Danielpalos - Brilliant point. That's why Buffalo NY is such a hot bed of entrepreneurial growth - an abundant supply of empty factories.
Edwardbai - incorrect in regards to small/mid entrepreneur owned mfg companies in the last several years.
Bodicka - nice personal attack
Toro - Thank you for the attempt but I think you resorted to extremes to make a point. If you used a 100% tax versus zero your point would be even stronger. Kidding aside, your response is well reasoned and thought out which is what I was looking for - thanks.
Since Reagan I've bought into this conservative dogma almost like religion but more and more have been scratching my head trying to understand just how it makes sense. I can come up with a convoluted explanation but nothing that makes real sense. I do believe that supply side infrastructure investment should happen but don't see the benefit (other than me personally) for business supply side tax cuts.
SERIOUSLY, I want to believe this but can't find a way - and can't find anyone to show me how it makes sense.
So, here we go; $10M revenue, employ 100 people, 5% ebitda and let's say $300k net income. An average successful US mfg company. Let's say I use good tax planning and work my taxable income down to $200,000. 40% of that is $80,000 in taxes. The most these taxes could go up or down (politically) are 10% of rate (so 4% which means we have $8,000 at play). Liberals scream to see it higher out of success-envy or something equally evil. Conservatives scream it will kill the economy, muslim socialist foreign born President, etc.
So, if I had that $8,000 - would I hire anyone new - no. Okay, let's multiply this by 10X to give us a decent number. $100M revenue, 1,000 employees, I keep $1.6M and tax cut could put an extra $80,000 in my pocket.
First off, the economy is under-demand and over-supply so in general there is no net need for new productive capacity.

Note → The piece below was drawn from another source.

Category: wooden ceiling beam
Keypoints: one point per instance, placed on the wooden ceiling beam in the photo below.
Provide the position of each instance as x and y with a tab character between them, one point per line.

But, let's say my business was growing beyond productive capacity;
- Would I invest in new equipment? Maybe. Some would but they would do it with pre-tax income first, debt second, earnings (the $1.6M) third and reduced-tax 'bonus' income fourth.
If US businesses were growing SO fast to outstrip the funding ability of pre-tax, debt and income - then Yes, makes sense (and affordable to US Treasury). But that's not the case.
So, please, "how would a cut in corporate income taxes stimulate growth in our low-demand/over-supply economy?"
A deep and appreciative Thank You for serious replies.